In a streaming system, events flow through a chain of processors until the result reaches the final destination (like an external database). Each input event produces a directed graph of descendant events (lineage) that ends by the final results. To guarantee reliable data processing, it is necessary to ensure that the entire graph was processed successfully and to restart processing in case of failures. (所谓lineage tracking就是，追踪output对应的input以及对应的pipelines. 如果output失败的话那么可以从input开始重新构建这个output)

twitter storm lineage tracking
apache spark lineage tracking

2.2.1. storm lineage tracking

这个算法比较fancy，有一定的概率会造成数据丢失但是没有重传，不过概率非常小。

每个消息分配一个ID和签名sig
对于发送节点来说，会有一张表来做[ID,sig']映射关系，初始时候这个表是[ID,0]
对于处理节点（包括发送节点）来说，假设接收消息[ID,sig]，（对于发送节点来说，接受消息就是[ID,0]）
- 输出消息使用和接受消息相同的ID，但是不同的签名比如[ID,sig1],[ID,sig2],…
- 处理完成之后，将输出消息和接收消息一起发送给我发送节点
- 发送节点以这个ID为key，value更新为 sig XOR sig1 XOR sig2 …

举个例子，假设发送端产生数据[0,01111], 处理节点1产生数据[0,10000], 处理节点2直接输出到数据库不产生数据

发送端因为只发送给处理节点1数据，所以表更新为[0, 01111 XOR 0] = [0,011111]
处理节点1处理完成之后，将表更新为[0, 01111 XOR 01111 XOR 10000] = [0,10000]
处理节点2处理完成之后，将表更新为[0, 10000 XOR 10000] = [0,0]

因此一个正常的逻辑下来，某个ID对应的sig最终应该是0的。然后发送端从发送完成数据之后，就可以定期检查ID是否都为0. 如果超过一定时间不为0的话，那么说明数据中途丢失，也可能是处理超时，那么发送端就会触发重传的逻辑。

上面这个算法有个好处就是和更新顺序没有任何关系，并且非常高效。但是有一定的概率在处理节点中间的时候就更新成为0。One can note that the algorithm above is not strictly reliable – the signature could turn into zero accidentally due to unfortunate combination of IDs. However, 64-bit IDs are sufficient to guarantee a very low probability of error, about 2^(-64), that is acceptable in almost all practical applications. As result, the table of signatures could have a small memory footprint.

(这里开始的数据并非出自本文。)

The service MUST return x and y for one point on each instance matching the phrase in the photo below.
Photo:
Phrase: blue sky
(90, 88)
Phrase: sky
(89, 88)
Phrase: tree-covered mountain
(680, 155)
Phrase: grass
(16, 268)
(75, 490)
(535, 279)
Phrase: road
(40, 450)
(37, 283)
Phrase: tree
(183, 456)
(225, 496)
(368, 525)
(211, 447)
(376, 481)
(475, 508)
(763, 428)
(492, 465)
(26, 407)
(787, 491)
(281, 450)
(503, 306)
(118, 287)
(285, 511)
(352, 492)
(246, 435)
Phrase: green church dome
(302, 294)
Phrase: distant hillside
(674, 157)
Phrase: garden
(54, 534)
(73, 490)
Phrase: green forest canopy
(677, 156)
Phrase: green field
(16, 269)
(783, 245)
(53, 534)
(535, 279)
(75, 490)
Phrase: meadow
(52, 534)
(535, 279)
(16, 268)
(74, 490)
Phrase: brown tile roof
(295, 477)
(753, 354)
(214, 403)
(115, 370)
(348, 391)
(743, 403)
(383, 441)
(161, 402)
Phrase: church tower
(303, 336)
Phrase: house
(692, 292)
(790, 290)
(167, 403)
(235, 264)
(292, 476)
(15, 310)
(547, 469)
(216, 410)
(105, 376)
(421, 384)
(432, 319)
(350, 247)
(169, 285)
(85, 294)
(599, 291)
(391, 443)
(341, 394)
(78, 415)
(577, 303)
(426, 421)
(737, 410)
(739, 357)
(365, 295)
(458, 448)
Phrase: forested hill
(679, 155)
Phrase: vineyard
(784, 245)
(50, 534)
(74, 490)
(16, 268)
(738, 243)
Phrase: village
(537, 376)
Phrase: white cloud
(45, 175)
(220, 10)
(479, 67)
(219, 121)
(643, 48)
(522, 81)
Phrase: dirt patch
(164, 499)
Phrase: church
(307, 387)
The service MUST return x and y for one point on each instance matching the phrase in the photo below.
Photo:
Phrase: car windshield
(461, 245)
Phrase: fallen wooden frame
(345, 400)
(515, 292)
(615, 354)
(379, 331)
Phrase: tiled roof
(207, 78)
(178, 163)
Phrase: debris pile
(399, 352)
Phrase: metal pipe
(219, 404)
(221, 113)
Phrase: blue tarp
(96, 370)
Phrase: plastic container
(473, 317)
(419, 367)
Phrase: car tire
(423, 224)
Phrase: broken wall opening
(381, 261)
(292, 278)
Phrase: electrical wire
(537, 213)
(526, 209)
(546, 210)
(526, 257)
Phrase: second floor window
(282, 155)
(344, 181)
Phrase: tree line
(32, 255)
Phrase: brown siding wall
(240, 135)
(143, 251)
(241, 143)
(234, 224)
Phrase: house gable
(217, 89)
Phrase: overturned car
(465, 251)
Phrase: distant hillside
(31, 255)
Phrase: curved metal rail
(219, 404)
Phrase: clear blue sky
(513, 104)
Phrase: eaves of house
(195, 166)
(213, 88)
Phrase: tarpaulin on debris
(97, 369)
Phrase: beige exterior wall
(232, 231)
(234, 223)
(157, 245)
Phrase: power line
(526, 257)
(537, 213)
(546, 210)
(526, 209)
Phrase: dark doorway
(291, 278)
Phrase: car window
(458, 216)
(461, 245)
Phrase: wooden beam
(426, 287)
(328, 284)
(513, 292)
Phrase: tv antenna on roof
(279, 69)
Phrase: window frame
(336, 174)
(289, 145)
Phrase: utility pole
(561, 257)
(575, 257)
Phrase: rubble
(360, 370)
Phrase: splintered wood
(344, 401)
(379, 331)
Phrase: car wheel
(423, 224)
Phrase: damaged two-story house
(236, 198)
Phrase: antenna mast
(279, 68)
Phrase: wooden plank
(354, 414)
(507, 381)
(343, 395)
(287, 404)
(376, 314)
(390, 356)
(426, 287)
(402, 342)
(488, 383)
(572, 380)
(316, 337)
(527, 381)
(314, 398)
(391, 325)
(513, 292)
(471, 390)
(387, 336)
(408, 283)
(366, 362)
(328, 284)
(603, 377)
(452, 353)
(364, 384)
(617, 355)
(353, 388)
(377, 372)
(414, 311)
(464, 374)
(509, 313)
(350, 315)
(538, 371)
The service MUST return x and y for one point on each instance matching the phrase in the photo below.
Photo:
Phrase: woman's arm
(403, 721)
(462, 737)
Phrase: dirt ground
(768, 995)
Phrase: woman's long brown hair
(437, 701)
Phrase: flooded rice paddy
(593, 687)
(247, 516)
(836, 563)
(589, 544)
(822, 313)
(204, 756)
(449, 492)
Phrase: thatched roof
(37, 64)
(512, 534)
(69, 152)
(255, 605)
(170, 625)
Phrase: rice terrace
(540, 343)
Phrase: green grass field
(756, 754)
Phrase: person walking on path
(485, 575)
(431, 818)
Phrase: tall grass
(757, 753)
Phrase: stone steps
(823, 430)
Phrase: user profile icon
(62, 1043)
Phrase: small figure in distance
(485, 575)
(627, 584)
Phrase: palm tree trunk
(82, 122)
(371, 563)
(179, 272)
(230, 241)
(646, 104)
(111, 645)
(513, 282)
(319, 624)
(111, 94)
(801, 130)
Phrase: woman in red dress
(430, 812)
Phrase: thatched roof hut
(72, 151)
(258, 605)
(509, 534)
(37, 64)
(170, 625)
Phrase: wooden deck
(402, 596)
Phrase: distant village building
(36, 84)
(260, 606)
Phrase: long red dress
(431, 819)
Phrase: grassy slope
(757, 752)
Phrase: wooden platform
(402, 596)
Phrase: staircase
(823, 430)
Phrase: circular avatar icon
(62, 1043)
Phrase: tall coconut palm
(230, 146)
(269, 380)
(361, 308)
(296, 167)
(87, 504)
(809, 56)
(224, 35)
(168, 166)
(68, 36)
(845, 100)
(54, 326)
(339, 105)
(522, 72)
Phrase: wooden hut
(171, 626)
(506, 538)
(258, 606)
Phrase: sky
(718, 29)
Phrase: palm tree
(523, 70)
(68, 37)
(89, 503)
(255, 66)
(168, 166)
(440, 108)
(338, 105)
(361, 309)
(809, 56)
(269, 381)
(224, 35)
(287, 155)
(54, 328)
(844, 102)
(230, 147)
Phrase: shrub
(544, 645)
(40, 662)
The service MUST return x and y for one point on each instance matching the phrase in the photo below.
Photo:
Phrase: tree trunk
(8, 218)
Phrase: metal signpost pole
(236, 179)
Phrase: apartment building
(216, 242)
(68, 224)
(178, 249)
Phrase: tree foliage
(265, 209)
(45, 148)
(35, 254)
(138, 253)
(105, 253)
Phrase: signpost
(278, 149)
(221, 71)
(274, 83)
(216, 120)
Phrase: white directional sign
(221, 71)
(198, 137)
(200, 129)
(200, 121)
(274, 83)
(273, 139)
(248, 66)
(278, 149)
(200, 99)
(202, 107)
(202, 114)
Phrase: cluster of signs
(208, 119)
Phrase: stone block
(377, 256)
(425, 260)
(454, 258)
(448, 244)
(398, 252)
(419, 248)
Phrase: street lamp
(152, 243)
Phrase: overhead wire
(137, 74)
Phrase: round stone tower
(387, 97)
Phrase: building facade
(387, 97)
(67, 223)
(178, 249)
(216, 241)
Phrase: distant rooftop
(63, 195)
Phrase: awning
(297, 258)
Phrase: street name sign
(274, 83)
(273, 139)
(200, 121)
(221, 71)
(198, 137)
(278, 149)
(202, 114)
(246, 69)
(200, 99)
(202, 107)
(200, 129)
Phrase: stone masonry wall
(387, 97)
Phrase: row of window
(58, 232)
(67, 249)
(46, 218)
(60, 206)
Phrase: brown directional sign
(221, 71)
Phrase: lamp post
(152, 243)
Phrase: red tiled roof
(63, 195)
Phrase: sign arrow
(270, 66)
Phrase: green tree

2.2.2. spark lineage tracking

The idea is to consider the final result as a function of the incoming data. To simplify lineage tracking, the framework processes events in batches, so the result is a sequence of batches where each batch is a function of the input batches. Resulting batches can be computed in parallel and if some computation fails, the framework simply reruns it. The framework considers the incoming streams not as streams, but as set of batches. Each batch has an ID and the framework can fetch it by the ID at any moment of time. So, stream processing can be represented as a bunch of transactions where each transaction takes a group of input batches, transforms them using a processing function, and persists a result. 这点和Spark本身有关系。spark使用function来描述dataflow，batch作为input, 所以很自然lineage就可以使用这种function来描述。

This simple but powerful paradigm enables centralized transaction management and inherently provides exactly-once message processing semantics. It is worth noting that this technique can be used both for batch processing and for stream processing because it treats the input data as a set of batches regardless to their streaming of static nature.

2.3. State Checkpointing

#todo:

2.4. Additive State and Sketches

Additivity of intermediate and final computational results is an important property that drastically simplifies design, implementation, maintenance, and recovery of in-stream data processing systems. Additivity means that the computational result for a larger time range or a larger data partition can be calculated as a combination of results for smaller time ranges or smaller partitions.
Sketches is a very efficient way to transform non-additive values into additive. Sketches are very popular in certain areas like internet advertising and can be considered as an independent pattern of in-stream processing.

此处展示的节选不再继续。